Carl Good
Created by Robert O. Saber (pseud. of Milton K. Ozaki; 1913-1989)

A slightly shady but quite believable Windy City gumshoe, CARL GOOD is short, fortyish, and a good few pounds overweight. He appeared in a string of PBO's from various publishers (Phantom, Handi-Books and Graphic) in the early fifties. Suitably downscale and glitz-free, his Chicago is populated with goodtime girls, smalltime grifters, corrupt cops and petty thieves. He works out of an office over a coffee shop, across the street from a police station. His best friend is his equally shady syster pal Morrie Tannen, who has an office in the same building.

It's just too bad Carl's cases aren't quite as believable and down-to-earth as Carl is. They tend to fall into the hard-to-swallow category -- coincidences abound, and there's just too many guys coming into rooms with guns in their hands. And Saber definitely has a rather twisted and sometimes-tortured relationship with the English language. In other words, there's a high cheese quotient in these tales, despite themselves. You've been warned -- now go ahead and enjoy yourself.

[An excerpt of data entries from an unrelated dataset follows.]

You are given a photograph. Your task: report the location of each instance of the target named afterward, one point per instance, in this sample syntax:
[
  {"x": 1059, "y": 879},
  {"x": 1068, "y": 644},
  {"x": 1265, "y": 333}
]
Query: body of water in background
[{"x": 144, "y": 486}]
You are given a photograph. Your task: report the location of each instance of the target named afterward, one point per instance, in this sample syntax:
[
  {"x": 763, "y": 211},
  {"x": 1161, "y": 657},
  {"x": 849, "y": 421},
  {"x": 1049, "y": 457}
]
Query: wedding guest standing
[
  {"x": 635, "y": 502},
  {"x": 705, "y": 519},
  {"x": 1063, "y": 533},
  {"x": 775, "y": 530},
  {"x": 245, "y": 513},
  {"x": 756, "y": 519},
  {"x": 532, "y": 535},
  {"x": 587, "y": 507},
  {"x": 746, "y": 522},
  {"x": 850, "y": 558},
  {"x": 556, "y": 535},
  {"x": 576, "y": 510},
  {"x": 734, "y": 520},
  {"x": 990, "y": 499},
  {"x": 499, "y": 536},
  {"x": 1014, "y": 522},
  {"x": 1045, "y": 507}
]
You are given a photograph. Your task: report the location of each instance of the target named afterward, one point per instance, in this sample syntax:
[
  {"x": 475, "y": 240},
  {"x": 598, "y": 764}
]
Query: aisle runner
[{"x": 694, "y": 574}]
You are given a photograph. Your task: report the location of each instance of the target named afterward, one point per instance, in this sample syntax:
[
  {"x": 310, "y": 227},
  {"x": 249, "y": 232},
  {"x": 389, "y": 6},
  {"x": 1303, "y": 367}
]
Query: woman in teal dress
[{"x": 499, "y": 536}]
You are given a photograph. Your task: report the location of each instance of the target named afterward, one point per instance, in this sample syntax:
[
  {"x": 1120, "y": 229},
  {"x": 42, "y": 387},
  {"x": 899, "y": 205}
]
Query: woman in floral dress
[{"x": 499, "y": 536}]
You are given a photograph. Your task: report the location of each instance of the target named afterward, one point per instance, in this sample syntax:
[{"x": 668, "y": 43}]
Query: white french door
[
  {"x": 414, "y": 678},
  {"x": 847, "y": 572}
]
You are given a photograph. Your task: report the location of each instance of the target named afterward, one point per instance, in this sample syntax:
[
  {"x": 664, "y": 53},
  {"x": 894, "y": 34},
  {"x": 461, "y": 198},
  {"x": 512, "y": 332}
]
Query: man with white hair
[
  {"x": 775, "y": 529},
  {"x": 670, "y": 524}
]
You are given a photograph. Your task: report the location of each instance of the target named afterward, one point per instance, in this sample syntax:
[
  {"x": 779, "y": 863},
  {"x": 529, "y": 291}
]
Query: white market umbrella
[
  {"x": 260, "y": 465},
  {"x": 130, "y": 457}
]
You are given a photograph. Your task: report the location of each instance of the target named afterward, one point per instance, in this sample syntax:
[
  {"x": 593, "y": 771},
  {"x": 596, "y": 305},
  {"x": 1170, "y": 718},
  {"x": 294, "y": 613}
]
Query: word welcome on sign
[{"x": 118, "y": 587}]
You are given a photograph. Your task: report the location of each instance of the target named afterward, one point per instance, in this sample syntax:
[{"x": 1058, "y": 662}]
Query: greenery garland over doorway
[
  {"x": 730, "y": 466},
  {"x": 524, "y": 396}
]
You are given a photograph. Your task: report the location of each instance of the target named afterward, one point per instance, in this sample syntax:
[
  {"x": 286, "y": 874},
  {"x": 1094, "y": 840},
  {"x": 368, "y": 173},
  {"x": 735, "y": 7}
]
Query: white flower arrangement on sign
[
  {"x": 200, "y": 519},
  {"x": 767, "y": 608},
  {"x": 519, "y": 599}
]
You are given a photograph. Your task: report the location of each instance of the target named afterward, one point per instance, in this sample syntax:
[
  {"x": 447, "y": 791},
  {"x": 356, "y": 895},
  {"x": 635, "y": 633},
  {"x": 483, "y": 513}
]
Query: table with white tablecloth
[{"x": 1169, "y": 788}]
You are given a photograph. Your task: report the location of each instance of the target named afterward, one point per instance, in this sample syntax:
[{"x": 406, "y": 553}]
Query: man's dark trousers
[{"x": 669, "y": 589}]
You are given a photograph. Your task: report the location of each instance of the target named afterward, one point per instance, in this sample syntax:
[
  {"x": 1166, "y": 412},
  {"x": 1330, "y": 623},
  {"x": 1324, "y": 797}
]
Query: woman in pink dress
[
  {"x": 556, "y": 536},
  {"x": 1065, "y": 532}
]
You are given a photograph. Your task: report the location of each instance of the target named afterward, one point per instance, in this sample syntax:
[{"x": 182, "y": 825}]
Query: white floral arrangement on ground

Adding to the real cheese flavour is the fact that some of the books include a "Glossary of Terms Drawn From Thieve's Argot" at the back, full of hopelessly outdated slang. Thank God, though, because now I know that a blister is "a woman of loose morals."

At the end of Murder Doll, Carl's married off to a woman he met while working in a case in a nudist colony (would I make this up?) but she's never mentioned in the rest of the series -- nor in the unofficial last book in the series, under his own name for another publisher, where Carl becomes Carl Guard.

Robert O. Saber, who was really Milton Ozaki, was a Chicago newspaperman, artist, tax attorney and beauty salon operator who turned to writing crime fiction after World War II, and gave us a couple of dozen hard-boiled novels, all but two of them paperback originals, and all of them full of enough sex, violence and over-boiled prose to fulfill all your daily cheese requirements. Under his real name, he created several other Chicago P.I.s, including Rusty Forbes, Max Keene and Sarah Livingston.



Respectfully submitted by Kevin Burton Smith.